Рядом с ней, в ее по-детски хрупких руках, рождалась Вечность, но не холодная Вечность бездушного времени, а Великая Надежда горящих дождливой ночью свечей. А она смотрела тихо и легко, подобно лунному ветру, словно и не замечая этого. Она не могла думать о том, что все это может оказаться мгновеньем. И когда завтра, проснувшись, она вспомнит это, то ей покажется, что солнце вошло в ее дом. Ей не хотелось знать, что завтра она увидит жестокую бесконечность разделяющего пространства, и сдержав похожие на кровь слезы, она начнет новый печальный день.

А сейчас она просто была белым днем. Он придумал ее такой, и она была такой.

Они смотрели друг другу в глаза, и он, преодолев свой привычный страх перед откровениями, не боялся этого. Он знал, что сейчас случилось то, что должно было когда-то случиться.

Они не помнили, что такое "я" и "боль", потеряв это в блистающей пустоте каменного мира, оставленного за спиной - в непрозрачном дыму осени. А здесь были только поющие звезды и их ладони, соединившие два потерявшихся луча. Никто из нас ни во что не верит, наверное, поэтому мы и не в силах понять этот миг, терзаемые бесцельными вопросами "Зачем?" и "Откуда?". Но миг ли это?

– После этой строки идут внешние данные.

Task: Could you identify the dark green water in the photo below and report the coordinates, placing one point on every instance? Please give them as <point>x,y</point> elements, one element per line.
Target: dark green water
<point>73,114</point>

Они смотрели друг другу в глаза, и тоже не верили. Они не верили, что может быть иначе, что этот солнечный свет не вечен, и что понятие времени может вернуться в любую минуту, сжигая только что нарисованный заново прекрасный холст, цена которому - жизнь утренней стаи.

Они не помнили о существовании слов, не от того, что вина в произошедшем незаметно лежала на них, а потому что сейчас не было ничего глупее, чем слова. Потому что похожий на невесомую снежинку хрупкий как хрусталь воздух мог разбиться от бесполезных колебаний атомов, унося с собой в небытие этот белый цвет, превращая все в стонущий перед смертью исчезающий мираж. И тогда им бы остался единственный путь, о котором говорят - "возвращение".

Им некогда было думать - что это и зачем это, им надо было успеть понять все, и они молча смотрели друг другу в глаза.

Смотри - это деревья, это смех цветущих деревьев, ты помнишь, совсем как тогда, той летней ночью. Мы думали, что это дождь, и что они плачут, непонятые никем, и отблеск костра в тех наших глазах еще не был днем, но уже говорил встретившимся взглядам, что встает новая Заря. Мы увидели в первый раз это именно тогда. Да, это было взглядом.

Видишь, теперь мы знаем, что это начинался настоящий новый день, который никогда не закончится, потому что помнить о том, что есть ночь - смешно, а звезды, смотри, они всегда на нашем небе, даже днем. Теперь мы знаем, что деревья плачут только осенью, когда они прощаются с улетающими птицами, а сейчас лето, и они смеются.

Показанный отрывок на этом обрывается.